И поскольку Прокоп не находил точных слов, чтобы определить свое смятение и свое предчувствие, которое так и не могло переступить порога приотворившейся двери в таинство всего сущего, возбуждение его угасало, мгновенно сменяясь мрачным настроением, и он вдруг чувствовал, что зад у него занемел от долгого сидения на стульчаке. Поясница и ноги замерзли, на ягодицах красный след от кромки сиденья унитаза, на душе беспокойно — и Прокоп поднимался и уныло натягивал брюки.
Однако повторяющиеся неудачи не обескураживали его, и каждый день он снова, сидя в сортире, погружался в чтение. Но вовсе не оттого, что ожидал какого-то определенного результата или внезапного озарения, а просто по привычке и ради удовольствия предаться мечтам.
Совсем недавно Прокоп испытал огромное счастье от чтения в своем излюбленном месте. Уже первые прочитанные слова поразили его, и тотчас же потоком нахлынули самые разные мысли.
Он листал последний номер литературного журнала, отпечатанного на тонкой, чуть ли не папиросной бумаге расплывающимися лиловыми буквами, и вдруг его внимание привлекло короткое стихотворение. То оказался перевод нескольких строк из огромного эпоса «Калевала». Строки эти, взятые из зачина первой песни, были в качестве иллюстрации включены в статью, посвященную великим эпическим произведениям.
На устах слова уж тают,
Разливаются уж речи,
На язык они стремятся,
Раскрывают мои зубы.
Золотой мой друг и братец!
Милый мой товарищ детства!
Мы споем с тобою вместе,
Мы с тобой промолвим слово[7].
Прокоп испытал чувство чисто физического потрясения. Написанные слова, обладающие такой дивной плотностью, материализовались уже в самый момент прочтения. Каждое слово превращалось в крупицу дождя, солнца, ветра, становилось цветком — цветком из гальки, лишайников и плюща. И эти растительные, минеральные, крупинчатые слова наполняли рот, таяли в горле.

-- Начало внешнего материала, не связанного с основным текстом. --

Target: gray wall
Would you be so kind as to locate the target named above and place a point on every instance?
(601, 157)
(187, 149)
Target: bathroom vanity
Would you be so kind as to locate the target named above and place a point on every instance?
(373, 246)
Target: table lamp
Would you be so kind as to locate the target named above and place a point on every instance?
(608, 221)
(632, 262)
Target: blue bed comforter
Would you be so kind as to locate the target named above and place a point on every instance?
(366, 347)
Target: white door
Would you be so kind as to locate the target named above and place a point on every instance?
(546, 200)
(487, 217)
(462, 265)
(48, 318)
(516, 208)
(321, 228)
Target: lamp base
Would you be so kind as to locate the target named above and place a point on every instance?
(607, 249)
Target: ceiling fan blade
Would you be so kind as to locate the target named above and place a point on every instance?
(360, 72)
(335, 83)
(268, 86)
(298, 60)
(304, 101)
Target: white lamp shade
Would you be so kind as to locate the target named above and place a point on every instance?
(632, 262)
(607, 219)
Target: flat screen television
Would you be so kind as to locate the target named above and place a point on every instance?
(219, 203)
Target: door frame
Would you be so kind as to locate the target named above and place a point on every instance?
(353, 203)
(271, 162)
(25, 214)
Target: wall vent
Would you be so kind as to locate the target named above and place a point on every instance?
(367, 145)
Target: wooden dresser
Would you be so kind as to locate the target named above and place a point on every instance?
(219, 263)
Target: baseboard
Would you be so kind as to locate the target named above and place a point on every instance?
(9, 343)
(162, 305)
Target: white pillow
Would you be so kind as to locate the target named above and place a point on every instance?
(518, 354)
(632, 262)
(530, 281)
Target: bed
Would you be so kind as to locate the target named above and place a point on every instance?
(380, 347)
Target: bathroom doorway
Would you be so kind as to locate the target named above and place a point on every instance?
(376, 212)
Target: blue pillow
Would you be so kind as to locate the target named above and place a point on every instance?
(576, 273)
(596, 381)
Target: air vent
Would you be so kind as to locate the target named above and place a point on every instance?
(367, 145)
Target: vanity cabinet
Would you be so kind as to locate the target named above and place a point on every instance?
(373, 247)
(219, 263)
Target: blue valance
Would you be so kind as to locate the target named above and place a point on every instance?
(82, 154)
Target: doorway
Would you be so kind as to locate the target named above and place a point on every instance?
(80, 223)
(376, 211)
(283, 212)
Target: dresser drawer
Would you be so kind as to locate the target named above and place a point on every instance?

То был светоносный, холодящий ливень, веселая дробь серебристых дождевых капель, танец, оставляющий чувство радости на языке. «Золотой мой друг и братец! Милый мой товарищ детства!» В словах этих звучала ликующая дружественность, подобная стремительному, бурному источнику, что, сверкая, вырывается из скалы. Братство являло здесь себя во всей своей неприкрытости, пылкости, доброте.
А над всем этим витало: «Мы споем с тобою вместе, мы с тобой промолвим слово».
Приди ко мне, и мы с тобой промолвим слово — волшебное, магическое слово; присоединяйся же ко мне на празднике слов, блестящих от дождя, от крови, от грязи, запорошенных пылью света; вступи в хоровод слов, шершавых, как кора дерева, как поверхность скалы, шелковистых и нежных, как кожица плодов; пойдем со мною на охоту за словами, которые мчатся по болотистому мелколесью, укрываются в дремучих лесах, плавают в море, сверкают подо льдом, тянутся по небосводу вереницами серо-стальных туч, стаями перелетных птиц, чьи резкие голоса звучат в кронах деревьев; пойдем со мною на свадьбу слов с безмерным земным и небесным простором.